You will find it very hard to find a lender who will lend to you when the asset doesn't as yet belong to you.
On what collateral will the lender offer debt? It's common sense really.
Asset debt is provided when one has ownership of an asset. Trade finance is provided against firm contracts. That's the way debt works.
At a consolidated level, everything flows back to the parent company which is the PLC.
It's a very sensible move given the backgrounds of our current management team. The combination of running these kinds of facilities and sound commercial knowledge of monetising these complex transactions is what the team can deliver. If this transaction has the capability of generating early revenues, which it has, there is no reason not to back the team to the hilt. Investing in AIM companies carries its associated risks but there are hidden gems within the plethora of companies around. I firmly believe Infa is one such. The medium to long term business case now looks even better.
They were possibly under-valuing what is a significantly strategic asset for NI, the UK and Europe.
These negotiations are highly sensitive and confidential so I would not be surprised if there were other bidders. To be fair, even we didn't have a clue about this till the news broke on 01 October. It goes to show it would have been a very confidential series of discussions.
Cheers Dawski,
I don't mind Drodders at all. It addresses two in one!
What this company needs is institutional support. The fact that it is 100% retail held allows MMs to ramp up and down everyday. A set of long term institutional investors that provide stability and a set of retail that bring in the liquidity is the ideal scenario
I think this is very good news. The conditional agreement is a huge milestone and shows clear intent of the BoD to get things moving and generating cash as quickly as possible.
I agree CRL123, I am hoping we get to participate too. I am under water as well but if we can and average down, I firmly believe that the share price will bounce back.
When I look at Infa's balance sheet they have a lot of intangible assets, but with Harland, they have real assets and tangible assets. Leveraging those assets is so much easier.
Ultimately, this is a multi purpose fabrication facility that can accommodate a wide range of projects. It plays perfectly into the long term strategy that was put in place by JW at the AGM this year.
Fantastic opportunity and one to watch!
That one was for Leesadee...
Typical.....it makes me yawn now.
There are locals who support the project and that's great.
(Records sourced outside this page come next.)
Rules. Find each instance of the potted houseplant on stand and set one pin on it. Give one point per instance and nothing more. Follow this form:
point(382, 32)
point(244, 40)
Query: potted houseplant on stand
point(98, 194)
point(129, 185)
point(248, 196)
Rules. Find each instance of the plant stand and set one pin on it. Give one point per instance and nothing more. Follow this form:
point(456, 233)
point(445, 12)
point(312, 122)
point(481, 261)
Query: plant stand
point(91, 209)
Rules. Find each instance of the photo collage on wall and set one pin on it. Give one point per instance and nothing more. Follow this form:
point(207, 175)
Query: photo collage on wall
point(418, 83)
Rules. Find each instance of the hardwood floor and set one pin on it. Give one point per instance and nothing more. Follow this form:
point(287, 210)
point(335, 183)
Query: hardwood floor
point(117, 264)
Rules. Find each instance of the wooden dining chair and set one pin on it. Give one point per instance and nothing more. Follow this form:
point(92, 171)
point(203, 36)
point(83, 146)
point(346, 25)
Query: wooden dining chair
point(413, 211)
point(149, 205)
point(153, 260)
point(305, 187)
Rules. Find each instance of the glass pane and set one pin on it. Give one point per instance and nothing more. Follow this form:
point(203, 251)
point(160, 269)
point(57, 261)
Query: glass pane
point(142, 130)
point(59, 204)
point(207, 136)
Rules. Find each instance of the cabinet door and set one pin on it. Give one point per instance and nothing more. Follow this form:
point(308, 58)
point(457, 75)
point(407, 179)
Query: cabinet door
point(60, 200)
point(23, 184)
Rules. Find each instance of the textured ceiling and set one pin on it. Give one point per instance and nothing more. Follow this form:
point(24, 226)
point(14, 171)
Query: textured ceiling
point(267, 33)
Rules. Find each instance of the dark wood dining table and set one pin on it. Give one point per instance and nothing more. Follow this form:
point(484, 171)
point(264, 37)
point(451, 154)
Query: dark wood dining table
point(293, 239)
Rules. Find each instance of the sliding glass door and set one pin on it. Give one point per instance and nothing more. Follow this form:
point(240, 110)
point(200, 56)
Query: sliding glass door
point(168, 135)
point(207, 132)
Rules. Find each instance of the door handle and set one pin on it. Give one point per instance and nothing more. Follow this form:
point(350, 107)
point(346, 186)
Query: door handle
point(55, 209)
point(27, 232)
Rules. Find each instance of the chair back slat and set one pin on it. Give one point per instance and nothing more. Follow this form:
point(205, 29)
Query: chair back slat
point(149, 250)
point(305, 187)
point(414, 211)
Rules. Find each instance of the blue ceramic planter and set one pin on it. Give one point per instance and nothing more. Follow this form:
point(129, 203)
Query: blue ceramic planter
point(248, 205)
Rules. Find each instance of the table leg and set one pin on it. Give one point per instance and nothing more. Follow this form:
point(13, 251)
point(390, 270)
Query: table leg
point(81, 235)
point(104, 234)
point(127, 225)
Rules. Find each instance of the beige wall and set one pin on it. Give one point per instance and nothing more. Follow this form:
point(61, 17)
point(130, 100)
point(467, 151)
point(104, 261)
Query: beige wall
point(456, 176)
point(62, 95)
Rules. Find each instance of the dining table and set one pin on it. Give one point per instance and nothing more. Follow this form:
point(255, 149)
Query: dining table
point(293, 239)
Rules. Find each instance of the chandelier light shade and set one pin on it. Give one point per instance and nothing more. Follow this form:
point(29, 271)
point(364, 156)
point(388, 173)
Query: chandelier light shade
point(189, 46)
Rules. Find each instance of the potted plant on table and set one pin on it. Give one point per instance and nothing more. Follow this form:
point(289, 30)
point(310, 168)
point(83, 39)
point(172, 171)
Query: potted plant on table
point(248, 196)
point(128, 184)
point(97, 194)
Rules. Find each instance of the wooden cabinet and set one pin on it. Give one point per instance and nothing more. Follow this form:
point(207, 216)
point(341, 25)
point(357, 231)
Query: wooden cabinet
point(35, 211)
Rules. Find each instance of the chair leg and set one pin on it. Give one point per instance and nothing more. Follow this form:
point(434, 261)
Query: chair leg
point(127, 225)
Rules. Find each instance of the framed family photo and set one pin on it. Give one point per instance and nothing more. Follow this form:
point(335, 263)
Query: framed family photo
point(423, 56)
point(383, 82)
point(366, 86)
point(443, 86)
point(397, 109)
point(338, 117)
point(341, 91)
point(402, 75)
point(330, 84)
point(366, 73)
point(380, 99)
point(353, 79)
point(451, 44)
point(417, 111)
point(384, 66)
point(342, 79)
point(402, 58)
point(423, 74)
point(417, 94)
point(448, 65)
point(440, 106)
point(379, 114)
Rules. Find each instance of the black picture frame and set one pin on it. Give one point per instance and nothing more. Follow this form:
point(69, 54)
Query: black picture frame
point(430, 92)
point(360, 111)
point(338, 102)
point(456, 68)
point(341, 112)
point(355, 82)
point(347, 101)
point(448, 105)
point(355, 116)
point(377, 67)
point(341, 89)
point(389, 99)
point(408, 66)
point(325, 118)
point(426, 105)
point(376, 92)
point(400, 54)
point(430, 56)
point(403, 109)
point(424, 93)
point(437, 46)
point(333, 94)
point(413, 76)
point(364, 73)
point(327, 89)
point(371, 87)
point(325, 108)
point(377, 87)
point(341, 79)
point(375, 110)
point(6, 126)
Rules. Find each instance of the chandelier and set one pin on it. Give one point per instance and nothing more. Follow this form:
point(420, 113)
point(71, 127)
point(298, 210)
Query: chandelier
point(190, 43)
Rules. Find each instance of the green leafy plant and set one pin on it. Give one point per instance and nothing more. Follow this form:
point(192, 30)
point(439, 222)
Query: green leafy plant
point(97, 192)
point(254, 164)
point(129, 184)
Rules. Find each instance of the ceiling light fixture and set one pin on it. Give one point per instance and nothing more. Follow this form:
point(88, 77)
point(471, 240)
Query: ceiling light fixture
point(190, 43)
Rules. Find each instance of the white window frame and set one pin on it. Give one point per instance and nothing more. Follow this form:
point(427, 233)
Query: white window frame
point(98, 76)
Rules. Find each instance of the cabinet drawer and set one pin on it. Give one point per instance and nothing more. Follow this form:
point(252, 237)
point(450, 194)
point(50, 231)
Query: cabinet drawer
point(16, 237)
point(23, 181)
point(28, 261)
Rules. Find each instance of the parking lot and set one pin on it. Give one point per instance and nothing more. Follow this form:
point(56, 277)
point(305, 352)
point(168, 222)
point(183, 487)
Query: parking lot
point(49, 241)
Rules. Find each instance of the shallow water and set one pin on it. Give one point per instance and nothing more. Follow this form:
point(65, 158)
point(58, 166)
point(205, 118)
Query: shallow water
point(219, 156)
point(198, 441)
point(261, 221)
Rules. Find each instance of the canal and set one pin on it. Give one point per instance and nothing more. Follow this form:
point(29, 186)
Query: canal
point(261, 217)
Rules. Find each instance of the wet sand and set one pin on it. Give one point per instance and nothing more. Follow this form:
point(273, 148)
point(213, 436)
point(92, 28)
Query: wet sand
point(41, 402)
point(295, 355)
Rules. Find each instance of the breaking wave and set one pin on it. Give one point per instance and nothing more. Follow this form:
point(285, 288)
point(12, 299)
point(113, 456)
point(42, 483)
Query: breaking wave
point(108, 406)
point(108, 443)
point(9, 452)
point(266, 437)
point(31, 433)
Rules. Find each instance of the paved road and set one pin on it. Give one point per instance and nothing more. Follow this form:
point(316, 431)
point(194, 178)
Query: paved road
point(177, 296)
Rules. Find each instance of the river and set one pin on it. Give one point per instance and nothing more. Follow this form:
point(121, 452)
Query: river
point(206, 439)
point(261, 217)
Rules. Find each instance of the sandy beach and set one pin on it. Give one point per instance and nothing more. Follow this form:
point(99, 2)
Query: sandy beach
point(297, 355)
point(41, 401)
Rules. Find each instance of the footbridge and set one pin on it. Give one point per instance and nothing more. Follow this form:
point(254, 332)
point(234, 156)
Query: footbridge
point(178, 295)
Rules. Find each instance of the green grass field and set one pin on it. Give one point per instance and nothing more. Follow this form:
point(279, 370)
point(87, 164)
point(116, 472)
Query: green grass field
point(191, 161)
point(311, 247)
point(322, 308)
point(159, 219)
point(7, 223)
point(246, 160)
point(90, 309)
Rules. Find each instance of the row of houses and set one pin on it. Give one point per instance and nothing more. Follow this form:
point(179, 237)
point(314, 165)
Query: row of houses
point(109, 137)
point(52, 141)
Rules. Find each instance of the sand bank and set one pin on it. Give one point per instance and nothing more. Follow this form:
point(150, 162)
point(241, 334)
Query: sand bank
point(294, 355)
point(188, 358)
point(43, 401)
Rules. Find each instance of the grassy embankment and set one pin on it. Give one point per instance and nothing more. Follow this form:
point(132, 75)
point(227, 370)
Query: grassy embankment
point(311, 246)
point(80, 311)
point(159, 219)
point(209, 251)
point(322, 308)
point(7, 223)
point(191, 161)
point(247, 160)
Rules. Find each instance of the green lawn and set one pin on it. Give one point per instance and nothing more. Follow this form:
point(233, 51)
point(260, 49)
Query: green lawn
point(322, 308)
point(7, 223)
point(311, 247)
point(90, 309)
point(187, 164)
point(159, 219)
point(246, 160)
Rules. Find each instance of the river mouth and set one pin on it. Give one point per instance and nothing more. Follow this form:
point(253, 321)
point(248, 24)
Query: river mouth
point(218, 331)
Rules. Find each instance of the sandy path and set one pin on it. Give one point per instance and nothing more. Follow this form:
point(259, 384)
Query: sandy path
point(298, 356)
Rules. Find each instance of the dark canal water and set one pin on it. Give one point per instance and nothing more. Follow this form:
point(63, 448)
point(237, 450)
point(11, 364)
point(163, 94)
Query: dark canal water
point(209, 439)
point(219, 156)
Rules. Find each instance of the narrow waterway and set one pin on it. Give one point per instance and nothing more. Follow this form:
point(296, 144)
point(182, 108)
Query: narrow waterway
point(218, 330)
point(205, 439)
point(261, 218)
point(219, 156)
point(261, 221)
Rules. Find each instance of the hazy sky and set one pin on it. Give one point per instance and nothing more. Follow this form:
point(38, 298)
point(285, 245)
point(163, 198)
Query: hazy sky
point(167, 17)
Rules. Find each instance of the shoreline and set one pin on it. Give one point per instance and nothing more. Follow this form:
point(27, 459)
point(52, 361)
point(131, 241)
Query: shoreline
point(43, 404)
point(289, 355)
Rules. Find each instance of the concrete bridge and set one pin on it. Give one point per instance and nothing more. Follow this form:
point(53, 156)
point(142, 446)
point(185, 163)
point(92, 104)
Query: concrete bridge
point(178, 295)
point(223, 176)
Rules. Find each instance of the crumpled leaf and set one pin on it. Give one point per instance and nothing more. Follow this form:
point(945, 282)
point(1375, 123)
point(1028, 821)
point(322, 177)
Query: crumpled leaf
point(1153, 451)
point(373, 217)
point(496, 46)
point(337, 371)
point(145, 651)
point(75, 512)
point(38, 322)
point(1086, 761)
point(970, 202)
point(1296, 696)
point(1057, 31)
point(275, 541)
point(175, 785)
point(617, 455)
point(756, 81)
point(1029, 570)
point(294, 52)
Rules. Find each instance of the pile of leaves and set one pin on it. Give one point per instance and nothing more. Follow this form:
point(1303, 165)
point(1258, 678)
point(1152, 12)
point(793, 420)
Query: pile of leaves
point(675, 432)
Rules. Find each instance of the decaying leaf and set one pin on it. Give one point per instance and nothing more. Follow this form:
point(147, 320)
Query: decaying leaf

There are others who want to base their support or otherwise on hard facts and that is completely justified. And finally there is a really small group who are making the most noise and peddling fake news all because they choose to protest about literally everything. There is a time to ignore them and there is also a time to call their rubbish out. That's exactly what happened on Sunday gone by where Leesadee refused to answer the most basic questions.
Insofar as Twitter and this Doc Holliday guy is concerned, he really has no clue of what he is talking about. He couldn't even get the name of one of the large cranes at H&W right, calling is "Sampson" instead of "Samson". It just goes to show the level of detail that people like him go to, which, quite frankly, is shallower than a kids' paddling pool.